Prof. Dr. Dr. Holger Zaborowski, M.Phil. (Cantab); M.St. (Oxon); M.P.A. (Speyer); studied theology, philosophy, and classics at Freiburg; Basel, and Cambridge Universities; 2002 D. Phil. (University of Oxford); 2010 Dr. phil. (University of Siegen); 2005-2011 Professor of Philosophy at the Catholic University of America, Washington, D.C., USA; 2012-2020 Professor of History of Philosophy and Philosophical Ethics at the Catholic University of Vallendar, Germany; 2017-2020 rector of the University; since 2020 Professor of Philosophy at the University of Erfurt.

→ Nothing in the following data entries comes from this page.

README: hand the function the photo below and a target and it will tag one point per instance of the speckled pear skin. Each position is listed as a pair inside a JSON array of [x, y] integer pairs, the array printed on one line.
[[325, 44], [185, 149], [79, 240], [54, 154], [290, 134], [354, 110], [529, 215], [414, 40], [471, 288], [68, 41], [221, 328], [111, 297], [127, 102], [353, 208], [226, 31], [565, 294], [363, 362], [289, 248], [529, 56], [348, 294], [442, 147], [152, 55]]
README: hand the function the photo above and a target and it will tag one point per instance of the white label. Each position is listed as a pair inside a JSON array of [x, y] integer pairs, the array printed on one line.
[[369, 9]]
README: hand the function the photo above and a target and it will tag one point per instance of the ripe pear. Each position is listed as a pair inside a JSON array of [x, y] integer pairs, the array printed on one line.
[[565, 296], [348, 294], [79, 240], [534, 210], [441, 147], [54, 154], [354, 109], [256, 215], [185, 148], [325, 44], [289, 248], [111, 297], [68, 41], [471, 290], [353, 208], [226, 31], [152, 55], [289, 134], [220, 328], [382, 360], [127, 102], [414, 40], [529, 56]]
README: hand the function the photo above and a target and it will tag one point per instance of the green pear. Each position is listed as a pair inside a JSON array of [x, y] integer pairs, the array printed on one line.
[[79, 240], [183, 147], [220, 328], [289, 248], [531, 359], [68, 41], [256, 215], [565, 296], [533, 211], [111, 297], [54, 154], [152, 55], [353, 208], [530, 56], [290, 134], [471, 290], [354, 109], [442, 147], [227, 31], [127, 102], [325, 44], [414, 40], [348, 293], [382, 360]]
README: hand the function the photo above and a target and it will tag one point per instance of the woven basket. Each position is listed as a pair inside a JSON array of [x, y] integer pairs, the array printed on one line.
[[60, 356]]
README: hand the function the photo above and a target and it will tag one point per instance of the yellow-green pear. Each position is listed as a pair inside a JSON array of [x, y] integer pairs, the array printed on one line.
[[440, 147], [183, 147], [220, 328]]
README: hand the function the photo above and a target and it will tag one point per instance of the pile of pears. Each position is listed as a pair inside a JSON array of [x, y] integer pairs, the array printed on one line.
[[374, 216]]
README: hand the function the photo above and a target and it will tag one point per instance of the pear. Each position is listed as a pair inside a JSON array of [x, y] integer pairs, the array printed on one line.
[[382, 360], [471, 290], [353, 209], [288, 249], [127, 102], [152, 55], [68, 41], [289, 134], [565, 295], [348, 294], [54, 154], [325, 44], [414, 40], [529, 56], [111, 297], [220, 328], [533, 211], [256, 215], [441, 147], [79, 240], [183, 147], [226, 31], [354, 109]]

Important publications: Spielräume der Freiheit. Zur Hermeneutik des Menschseins (Freiburg/München: Verlag Karl Alber, 2009); Eine Frage von Irre und Schuld? Martin Heidegger und der Nationalsozialismus (Frankfurt am Main: S. Fischerverlag, 2010); Robert Spaemann’s Philosophy of the Human Person. Nature, Freedom, and the Critique of Modernity (Oxford: Oxford University Press, 2010); Andächtig leben. Denkanstöße für den Alltag (Freiburg, Basel, Wien: Verlag Herder 2015); Tragik und Transzendenz. Spuren in der Gegenwartsliteratur (Ostfildern: Matthias Grünewald Verlag, 2016); Menschlich sein. Philosophische Essays (Freiburg/München: Verlag Karl Alber, 2016). He is co-editor of the Heidegger-Jahrbuch, of the Martin-Heidegger-Briefausgabe, and of Interpretationen und Quellen and member of the board of directors of the Martin-Heidegger-Stiftung, of the Comité scientifique oft he Bulletin Heideggérien (Bhdg), of the editorial boards of New Heidegger Research Series and of Gatherings. The Heidegger Circle Annual. He is an ordinary member of the European Academy of Sciences and Arts and recipient of the Aquinas Medal of the University of Dallas, USA (2017).